Avuyonke Balfour
“I’ve stopped seeing Moshal as financial support, but as family.” “The teachers at the rural school always made us feel like we would go somewhere in life.”

As the only boy growing up among the many women in his family, Avuyonke Balfour learned most of life’s lessons from his mother, grandmother and aunts. “They were the ones who taught me respect and manners and they disciplined me when they had to. I have always loved and respected them for that,” says the 23-year-old medical researcher.

Born and raised in Mdantsane in the Eastern Cape, he saw less of his mother as she had to seek work, often going as far away as Johannesburg. “My father passed away in 2012 – he had a heart condition - and my mother now works as a shift manager at McDonald's just outside East London. She is my idol, a really humble person who did everything in her power to make sure me and my younger sister (13) and I never felt inadequate,” says Avuyonke.

Today, he is studying towards a Masters degree in biotechnology at the University of Cape Town, having completed his honours in the subject at Rhodes University last year. His journey has been a potted one and Avuyonke is not sure he’d have made it this far without the Moshal Scholarship he was awarded at the end of first year.

“I cannot describe the excitement and joy that it brought me, aside from the huge relief for my family because, God knows, the financial burden might’ve been too much. It allowed me to study without any worries over whether or not I would continue to get the NSFAS (National Student Financial Aid Scheme) that I received in my first year,” he says.

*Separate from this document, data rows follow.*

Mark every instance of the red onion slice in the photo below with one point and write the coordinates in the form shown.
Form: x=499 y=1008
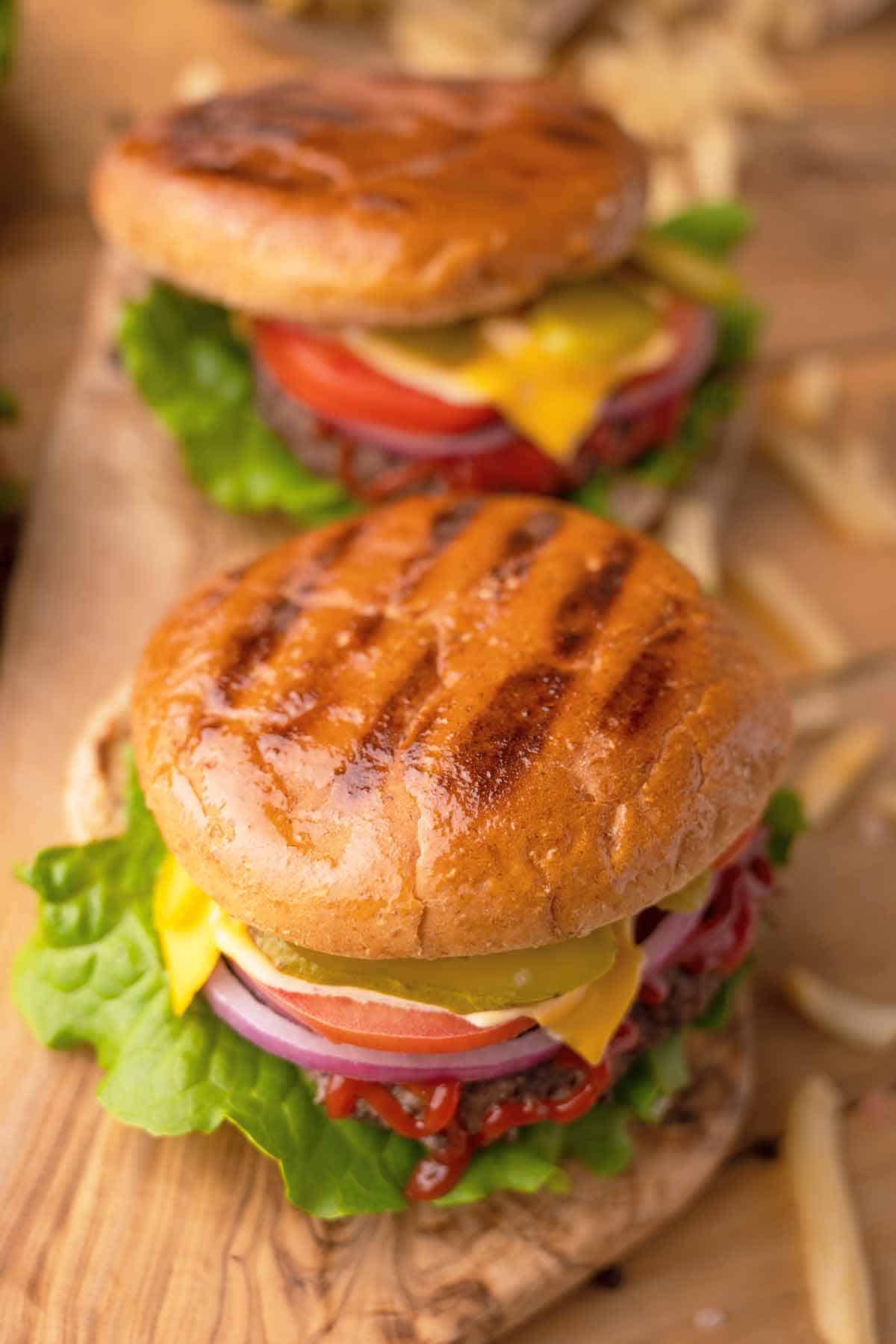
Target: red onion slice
x=418 y=444
x=696 y=331
x=660 y=948
x=255 y=1021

Avuyonke went to a rural school as his mother couldn’t afford a Model C school like most of his friends' parents. Nonetheless, he always loved learning and did well academically. “I was one of those kids who would attend school until the very last day when teachers were handing out reports, and most students wouldn’t go that day because there were no lessons. But I would be there …

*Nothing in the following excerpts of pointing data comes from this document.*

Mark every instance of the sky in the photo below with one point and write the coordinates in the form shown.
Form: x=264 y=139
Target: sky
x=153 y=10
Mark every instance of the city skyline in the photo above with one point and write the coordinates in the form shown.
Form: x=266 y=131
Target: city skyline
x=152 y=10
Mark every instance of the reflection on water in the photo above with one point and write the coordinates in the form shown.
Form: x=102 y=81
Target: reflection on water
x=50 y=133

“I really enjoyed my time there because, even though the school didn’t have the best of resources and facilities, the teachers were very supportive and encouraging.  They always made us feel like we would go somewhere in life,” he says.

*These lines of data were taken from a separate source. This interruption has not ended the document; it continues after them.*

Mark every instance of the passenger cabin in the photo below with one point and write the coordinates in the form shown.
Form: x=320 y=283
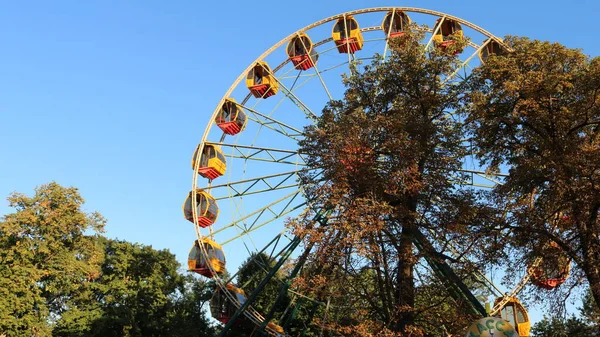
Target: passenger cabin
x=231 y=118
x=490 y=47
x=446 y=33
x=221 y=306
x=395 y=24
x=301 y=52
x=207 y=210
x=514 y=312
x=206 y=265
x=553 y=270
x=347 y=36
x=212 y=161
x=261 y=82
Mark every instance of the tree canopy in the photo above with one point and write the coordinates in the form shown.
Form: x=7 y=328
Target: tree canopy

Two teachers from high school stand out especially for Avuyonke – Mrs Zuka who taught physical sciences, and Ms Zitumane who taught tourism. “I had received a letter from Rhodes requesting an acceptance-of-offer fee, but I never gave it to my mother because I felt it was an unnecessary expense. Mrs Zuka and Ms Zitumane got me back on track and tried very hard to find me another university, but eventually my mom and aunt paid the acceptance fee for Rhodes,” he recalls.

Avuyonke has long been passionate about the social sciences and life sciences (biology). “I never had much interest in maths and physics until Grade 12, and then I had to push myself to get good marks. In the process I started to enjoy the subjects.” By high school he knew he wanted to study the sciences and later chose to embark on a BSc in microbiology and biochemistry.

He recalls his first year at Rhodes being very challenging on the social front. “I was in black schools my entire life and then all of a sudden I was with people from different races, from different backgrounds … It was a continual adjustment because I am a conservative person and I struggled to fit in while not compromising on my beliefs,” he says.

His introduction to the Moshal Scholarship Programme was via an e-mail and he decided to apply. “About two weeks later I received confirmation that I’d got the scholarship. It was, and still is, one of the most life-changing and surreal moments of my life.”

Avuyonke says he’s asked Moshal team members Inez Woods and Debra Cairns for assistance and advice a number of times, and each time “they have been helpful and very encouraging”. “I’ve stopped seeing Moshal as financial support but as family, and I want to make Mr Moshal and the team proud, by showing them that they were not wrong to put their faith in me.”

When he completes his Masters in 2018, Avuyonke’s plan is to look for employment in the medical sciences field. “My dream is to be one of the leading medical researchers, finding healthcare solutions for the African continent,” he says.

To “pay it forward”, Avuyonke says he’d ideally like to contribute in whatever way he can to “getting more high schoolers into university by providing them with the knowledge and resources that they need”. “I would ultimately like to see more people from where I come from go to university, because even though the number is growing, it is not growing fast enough,” he says.